■優勝が懸かった大一番を前に、午後9時まで室内練習場で打撃修正に取り組んだ 慶大は30日、東京六大学野球秋季リーグの早大…
■優勝が懸かった大一番を前に、午後9時まで室内練習場で打撃修正に取り組んだ
慶大は30日、東京六大学野球秋季リーグの早大3回戦に5-3で勝ち、2021年秋季以来4季ぶり通算40回目の優勝を、勝ち点5の完全優勝で飾った。“勝った方が優勝”の大一番で、ソフトバンクからドラフト3位指名された主将・廣瀬隆太内野手(4年)が値千金の先制2ラン。4年生が入学した2020年から指揮を執っている堀井哲也監督の「選手を信じ切る采配」が結実した。
廣瀬の先制弾は自身通算20本目のアーチで、リーグ歴代4位の早大・岡田彰布氏(現阪神監督)に並んだ。「偉大な方と肩を並べられて光栄です。自分も岡田監督のような活躍ができるように頑張りたいです」と唇を綻ばせたが、今季は打撃不振にあえいでいた。試合前の時点で打率.235(51打数12安打)。持ち味の本塁打も、9月23日の法大1回戦で放った1本打ったきりだった。
両チーム無得点で迎えた3回無死一塁で、その廣瀬が打席に入った。後ろには今季、史上17人目の3冠王に輝いた4番・栗林泰三外野手(4年)が控えている。普通の打者なら、送りバントのサインが出てもおかしくない。しかも廣瀬は2日前の1回戦で、1点ビハインドの6回無死一塁で二ゴロ併殺に仕留められていた。しかし、堀井監督は「バントは全く考えませんでした。走者一塁でカウント3-2の時には、エンドランをかけることもあると廣瀬本人に言ってありますが、基本的に彼にサインはありません」と言い切った。

すると、廣瀬は早大のエース・加藤孝太郎投手(4年)の初球のストレートが真ん中に来たのを見逃さず、ひと振りで左翼席中段に放り込んだ。「加藤投手はコントロールがいいので、1試合に来るか来ないかの甘い球を1発で仕留めることができてよかったです」と謙虚に振り返った。

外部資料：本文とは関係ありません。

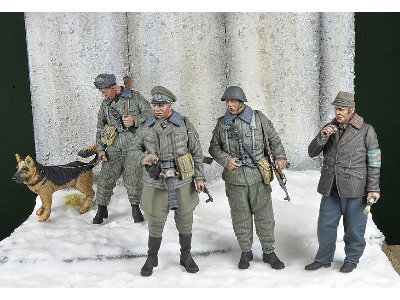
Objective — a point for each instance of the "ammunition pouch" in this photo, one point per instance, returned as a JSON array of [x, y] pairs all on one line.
[[185, 166], [266, 171], [154, 170], [108, 135]]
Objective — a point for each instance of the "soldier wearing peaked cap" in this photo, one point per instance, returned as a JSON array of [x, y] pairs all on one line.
[[169, 143], [121, 112], [349, 177]]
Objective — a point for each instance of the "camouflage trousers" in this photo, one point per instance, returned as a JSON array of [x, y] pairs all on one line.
[[246, 203], [155, 207], [119, 164]]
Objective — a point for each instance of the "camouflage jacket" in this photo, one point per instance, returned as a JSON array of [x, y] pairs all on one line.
[[145, 143], [354, 160], [223, 145], [139, 108]]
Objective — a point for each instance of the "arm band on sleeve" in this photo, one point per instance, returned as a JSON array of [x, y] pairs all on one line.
[[374, 158]]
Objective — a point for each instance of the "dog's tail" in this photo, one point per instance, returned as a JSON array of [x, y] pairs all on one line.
[[89, 151]]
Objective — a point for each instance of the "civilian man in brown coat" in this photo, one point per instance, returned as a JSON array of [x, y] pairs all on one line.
[[349, 176]]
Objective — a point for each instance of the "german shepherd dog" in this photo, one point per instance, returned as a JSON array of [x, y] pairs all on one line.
[[45, 180]]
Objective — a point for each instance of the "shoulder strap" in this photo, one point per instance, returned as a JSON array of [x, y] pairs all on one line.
[[189, 132], [264, 132]]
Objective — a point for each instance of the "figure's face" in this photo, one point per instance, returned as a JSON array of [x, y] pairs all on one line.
[[234, 106], [109, 93], [343, 114], [162, 111]]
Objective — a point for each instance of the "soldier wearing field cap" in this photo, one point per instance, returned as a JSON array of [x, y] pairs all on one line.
[[121, 113], [249, 196], [349, 178], [167, 139]]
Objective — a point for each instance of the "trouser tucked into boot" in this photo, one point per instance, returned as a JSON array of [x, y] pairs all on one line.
[[186, 259], [136, 213], [152, 256], [245, 259], [102, 212]]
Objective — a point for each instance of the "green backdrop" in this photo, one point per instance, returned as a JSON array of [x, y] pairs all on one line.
[[377, 69], [377, 90], [16, 127]]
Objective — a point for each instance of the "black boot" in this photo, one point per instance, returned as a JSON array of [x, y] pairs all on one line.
[[186, 259], [152, 256], [102, 212], [136, 213], [245, 260]]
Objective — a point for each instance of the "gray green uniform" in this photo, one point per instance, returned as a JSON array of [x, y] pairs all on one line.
[[119, 154], [247, 194], [155, 195]]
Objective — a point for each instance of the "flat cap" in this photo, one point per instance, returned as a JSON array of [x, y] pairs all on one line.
[[161, 95], [104, 81], [344, 99]]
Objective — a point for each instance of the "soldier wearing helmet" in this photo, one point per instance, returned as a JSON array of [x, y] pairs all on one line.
[[248, 195]]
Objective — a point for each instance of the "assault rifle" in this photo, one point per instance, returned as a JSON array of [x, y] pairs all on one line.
[[278, 173]]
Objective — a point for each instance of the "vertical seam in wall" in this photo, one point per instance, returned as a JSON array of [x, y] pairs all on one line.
[[224, 22], [128, 46], [320, 67]]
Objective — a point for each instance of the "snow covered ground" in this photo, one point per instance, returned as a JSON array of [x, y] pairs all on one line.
[[68, 251]]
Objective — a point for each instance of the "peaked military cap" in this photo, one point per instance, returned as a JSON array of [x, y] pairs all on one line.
[[104, 81], [234, 92], [161, 95], [344, 99]]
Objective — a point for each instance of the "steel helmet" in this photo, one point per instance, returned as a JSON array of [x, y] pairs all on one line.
[[234, 92]]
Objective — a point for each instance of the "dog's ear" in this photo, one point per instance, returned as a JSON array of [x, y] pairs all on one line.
[[29, 161], [17, 157]]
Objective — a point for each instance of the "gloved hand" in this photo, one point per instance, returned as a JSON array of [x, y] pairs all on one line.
[[327, 131]]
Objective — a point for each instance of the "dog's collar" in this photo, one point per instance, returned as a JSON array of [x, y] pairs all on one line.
[[41, 177]]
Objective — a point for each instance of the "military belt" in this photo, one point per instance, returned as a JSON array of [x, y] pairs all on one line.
[[167, 164]]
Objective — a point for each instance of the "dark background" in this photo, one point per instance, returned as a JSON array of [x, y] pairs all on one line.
[[16, 127], [377, 91], [377, 69]]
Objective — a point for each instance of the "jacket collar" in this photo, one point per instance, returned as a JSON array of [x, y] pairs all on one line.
[[356, 121], [245, 115], [175, 118]]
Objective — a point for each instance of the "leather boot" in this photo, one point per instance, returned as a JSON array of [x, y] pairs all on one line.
[[152, 256], [245, 260], [136, 213], [186, 258], [102, 212]]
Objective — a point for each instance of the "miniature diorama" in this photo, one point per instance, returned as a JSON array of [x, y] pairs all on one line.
[[45, 180]]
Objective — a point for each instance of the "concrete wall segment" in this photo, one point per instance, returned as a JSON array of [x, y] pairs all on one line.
[[290, 65]]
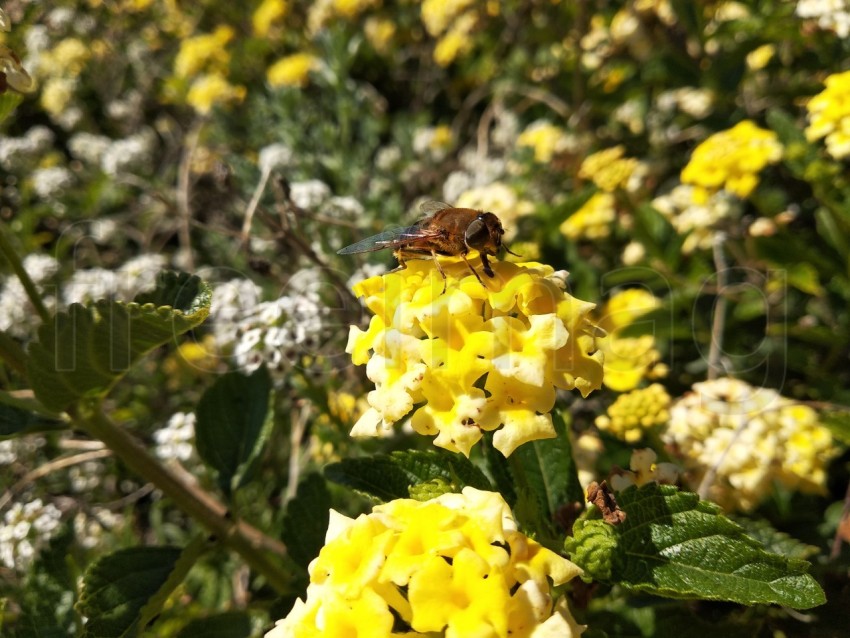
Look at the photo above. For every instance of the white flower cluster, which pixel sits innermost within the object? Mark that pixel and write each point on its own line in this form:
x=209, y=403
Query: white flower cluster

慶大打線は今季、リーグ断トツの打率.298を誇った。この春の同.251(リーグ4位)から5分近くも上げ、優勝の要因となった。堀井監督はここでも「廣瀬の存在が大きいと思います。侍ジャパンとしても活躍していますから、チーム内の同世代にそれくらいのレベルの選手がいると、自然に周りの選手も引っ張られます」と主将の名前を挙げる。実際、廣瀬は7月に敵地アメリカで行われた日米大学野球選手権に出場し、3勝2敗での優勝に貢献していた。
だからこそ、廣瀬のバットが湿っていても、堀井監督は「いろいろ経験をしてきている選手なので、僕らがとやかく言うより、自分で乗り越えなければならない局面に来ていると思いました。たまには声をかけましたが、あまり邪魔をしないように見守っていた感じです」と、あえて“待ち”の姿勢を取った。

一方、廣瀬自身は不振の原因を「マークが厳しく甘い球がなかなか来ない中で、いろいろな球に手を出してしまっていた」と分析。「早稲田とは3戦目なので、相手投手の攻め方がわかってきていました。インコースを見せられて体が開いてしまっていたので、昨日の午後9時頃まで室内練習場で打ち込み、修正しました」と明かす。
主将の復活で勢いに乗った慶大は、1点を返された直後の7回にも3点を挙げて突き放し、4季ぶりの天皇杯に漕ぎつけたのだった。
この夏の甲子園では神奈川・慶応高が107年ぶりの全国制覇を果たした。それに続いた格好だが、廣瀬は試合後の会見で「高校は日本一ですが、僕らはまだリーグ優勝。なめられていると思うので、日本一になりたいと思います」と笑いを誘った。11月18日には、全国の強豪が揃う「明治神宮野球大会」の初戦に臨む。“慶応イヤー”はまだ終わらない。